Lorsque GravitHy apparaît dans le paysage industriel français, nous sommes en 2022, au sortir d’une crise sanitaire qui a déclenché d’autres crises et des prises de conscience : la souveraineté industrielle doit devenir l’alpha et l’oméga. A Fos, la mutation de ce bassin industriel connu pour être l’un des plus polluants de l’Hexagone s’accélère. En quelques mois, plusieurs projets d’industrie décarbonée émergent, le symbole alors étant sans doute le choix de la gigafactory solaire Carbon de s’implanter en bordure de Méditerranée.

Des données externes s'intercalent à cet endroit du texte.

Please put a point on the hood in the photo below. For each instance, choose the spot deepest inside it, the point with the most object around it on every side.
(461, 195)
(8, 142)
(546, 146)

Plus discret mais pas moins déterminé, GravitHy arrive alors avec une promesse qui résonne assez fortement au moment même où la sidérurgie connaît une profonde remise en question. La promesse d’une production de 2 millions de tonnes par an à horizon 2030 de DRI (pour Direct reduce iron,) cette matière première qui sert à fabriquer de l’acier vert, ouvre des perspectives à un secteur ébranlé.
Près de quatre ans plus tard, GravitHy poursuit sa structuration. L’annonce faite début février d’un accord de coopération avec le groupe italien Marcegaglia, repreneur à Fos d’Ascométal, et avec la PME française Elyse Energy, porteuse du projet de production d’e-Saf, Neocarb, dessine assez bien le business-modèle du projet. « Nous croyons fermement que cette transformation de l'industrie, la réindustrialisation, la décarbonation, passent avant tout par la collaboration. En fait, il s’agit de chaînes de valeurs. Il faut que ceux qui participent à la même chaîne de valeur, collaborent. Ça veut dire quoi, collaborer ? Ce n’est pas simplement travailler ensemble. C’est lorsque chacun met en avant ses forces pour combler les faiblesses. Et que les projets puissent avancer collectivement, de manière plus rapide, moins chère et plus efficace », détaille José Noldin, CEO de GravitHy qui promet d’autres annonces partenariales à venir.